If interns handle personal information or access your systems, implement a Privacy Policy and restrict access to only what’s necessary. For commercially sensitive information, use a Non‑Disclosure Agreement and ensure confidentiality obligations are also included in the contract (if they’re a paid intern).
Documentation
- For paid interns: issue an Employment Contract setting out duties, pay, classification, hours, confidentiality and IP ownership.
- For vocational placements: obtain written confirmation from the education provider that the placement is part of the course, including dates, learning objectives and insurance details.
Step-By-Step: Setting Up a Compliant Internship Program
1) Define the Purpose and Scope
Decide whether the arrangement is intended to be a learning placement (observational and skills-building) or whether the intern will be contributing to day-to-day operations. If it’s the latter, plan for a paid engagement.
2) Confirm Vocational Placement Status (If Unpaid)
Where an unpaid arrangement is intended, work with the university, TAFE or school to confirm that the placement is part of an approved course. Request written confirmation covering duration, objectives and insurance.
3) Map the Tasks and Supervision Plan
Prepare a simple plan outlining what the intern will observe or learn, who will supervise them, and how you’ll provide feedback. Keep observational placements short and clearly structured around learning outcomes.
4) Choose the Right Engagement Type (If Paid)
If the person is doing productive work for your business, set them up as an employee on the correct classification (often casual for short projects). Use a suitable casual Employment Contract if you need flexibility, and check the relevant award for rates and conditions.
5) Put Safety and Policies in Place
Induct interns like new staff. Walk through WHS procedures, emergency processes, and your code of conduct.
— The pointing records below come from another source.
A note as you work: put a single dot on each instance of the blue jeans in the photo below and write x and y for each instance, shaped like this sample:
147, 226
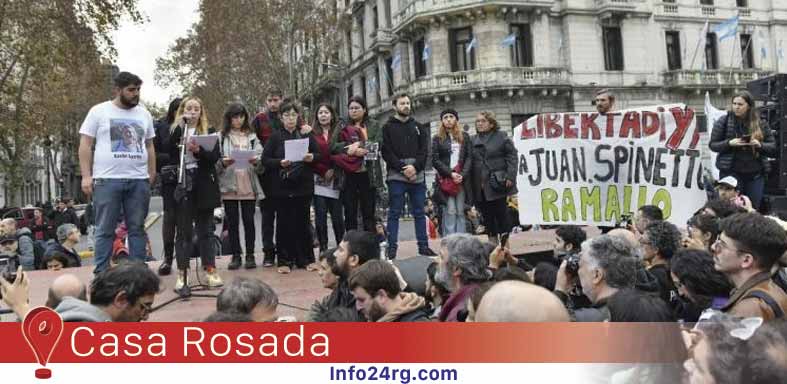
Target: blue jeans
417, 197
111, 199
454, 214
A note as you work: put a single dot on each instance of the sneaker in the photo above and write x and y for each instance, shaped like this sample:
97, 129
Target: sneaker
426, 252
214, 280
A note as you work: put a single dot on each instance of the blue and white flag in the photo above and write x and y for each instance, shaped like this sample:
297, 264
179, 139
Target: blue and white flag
473, 44
396, 62
509, 40
727, 29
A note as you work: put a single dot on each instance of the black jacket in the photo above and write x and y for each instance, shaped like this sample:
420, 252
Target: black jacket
205, 193
405, 140
500, 155
724, 131
441, 155
301, 173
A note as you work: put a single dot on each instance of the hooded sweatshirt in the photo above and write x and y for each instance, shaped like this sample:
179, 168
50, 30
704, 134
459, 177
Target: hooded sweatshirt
73, 310
411, 308
405, 143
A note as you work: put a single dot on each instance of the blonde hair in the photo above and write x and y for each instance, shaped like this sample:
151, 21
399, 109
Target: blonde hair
202, 124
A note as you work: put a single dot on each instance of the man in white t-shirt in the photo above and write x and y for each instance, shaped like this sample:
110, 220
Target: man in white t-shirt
119, 173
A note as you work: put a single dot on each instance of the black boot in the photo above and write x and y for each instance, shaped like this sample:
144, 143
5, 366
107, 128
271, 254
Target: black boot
249, 261
234, 263
166, 266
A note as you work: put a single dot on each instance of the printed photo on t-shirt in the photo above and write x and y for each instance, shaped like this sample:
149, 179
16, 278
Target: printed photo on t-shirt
127, 135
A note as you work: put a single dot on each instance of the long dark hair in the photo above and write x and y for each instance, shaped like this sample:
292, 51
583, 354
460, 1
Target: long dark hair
173, 109
752, 118
334, 118
362, 101
235, 109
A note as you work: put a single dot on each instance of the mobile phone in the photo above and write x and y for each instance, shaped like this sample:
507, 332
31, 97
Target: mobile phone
504, 240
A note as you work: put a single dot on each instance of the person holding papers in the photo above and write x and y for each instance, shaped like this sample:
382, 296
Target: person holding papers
239, 182
292, 187
197, 193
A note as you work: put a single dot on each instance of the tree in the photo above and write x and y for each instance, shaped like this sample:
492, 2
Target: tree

Share key workplace policies or your staff handbook so expectations are clear.
6) Protect Information and Data
Limit system access to what’s necessary, ensure your Privacy Policy reflects how personal information is handled, and have interns sign a Non‑Disclosure Agreement where they’ll see confidential information.
7) Keep Records
Maintain records of hours (if paid), supervision notes, and any documentation from the education provider. Good records help demonstrate compliance if questions arise later.
Common Mistakes To Avoid
- Advertising “unpaid internships” that involve regular productive work outside a formal course.
- Letting observational placements drift into ongoing rostered work without reassessing whether pay is required.
- Skipping written terms or policy inductions, which makes expectations unclear and increases risk.
- Assuming all interns receive the same entitlements - these depend on whether they are a student on placement or an employee (and the employment type).
Key Takeaways
- Unpaid internships are only lawful in Australia if they are genuine vocational placements as part of an approved education or training course.
- If an intern performs productive work that benefits your business, they are likely an employee who must be paid the applicable minimum wage or award rate and given the entitlements that flow from their employment type.
- Assess the whole arrangement: who benefits, what work is done, level of control, and duration - no single factor is determinative.
- WHS duties, appropriate supervision and clear policies apply to both paid interns and students on placement; confirm insurance coverage before the placement starts.
- Put it in writing: for paid engagements, use an Employment Contract; for student placements, obtain written confirmation from the education provider and align the placement with learning objectives.
- Protect your business and your intern’s experience with practical foundations like a workplace policy suite, a Privacy Policy, and a Non‑Disclosure Agreement where needed.